# PC-BSD Install - RAM Speed Issue



## Braveheart_BSD (Apr 19, 2012)

I have posted the following in the PC-BSD Forums, It was suggested that I post it here.

G'day

Not sure if this is a bug or not. Move it to the correct forum if required.

PC-Spec: I7 920, GTX275 video, 12GB 1600mhx Corsair RAM, Asus P6T motherboard, WD 1TB drive for Windows 7 - 64bit, 500GB HDD for PC-BSD 9.0.

PC-BSD amd64 would not boot from DVD (RAM speed was set at 1600MHz - dual boot system).

After various head scrathchings, I got into the BIOS and fooled with memory speed, started stepping it back until DVD booted, this was set at 1066 MHz when I got results. Install then went well, all complete, with no boot loader (disk is selected from boot menu when I want PC-BSD).

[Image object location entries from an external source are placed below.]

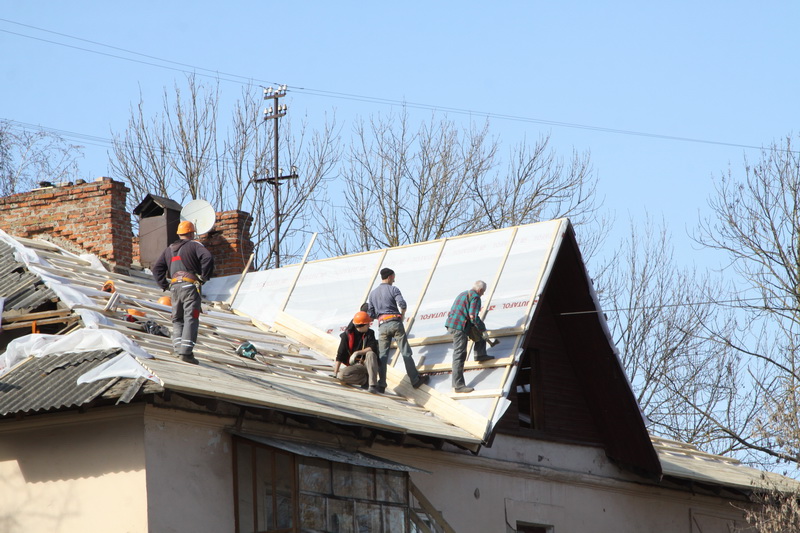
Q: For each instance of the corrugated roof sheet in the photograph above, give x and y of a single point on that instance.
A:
(687, 462)
(288, 375)
(40, 384)
(22, 290)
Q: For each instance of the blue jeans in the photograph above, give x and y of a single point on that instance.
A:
(459, 356)
(185, 317)
(387, 331)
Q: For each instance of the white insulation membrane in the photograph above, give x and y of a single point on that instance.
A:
(326, 293)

Windows 7 used 1600MHz speed fine, I have left this at 1066MHz while using PC-BSD, RAM is set up on motherboard as tri channel. Stepping up RAM speed will boot PC-BSD, but the higher the RAM speed, the more unstable PC-BSD becomes, eventually it will lock up and freeze within minutes. This whole thing maybe a limitation of the motherboard, I just can*'*t find enough info.

PC-BSD 9.0 is brilliant, webcam works, kernel config and building is now FreeBSD standard, just magic, thanks guys, truly excellent.

Braveheart


----------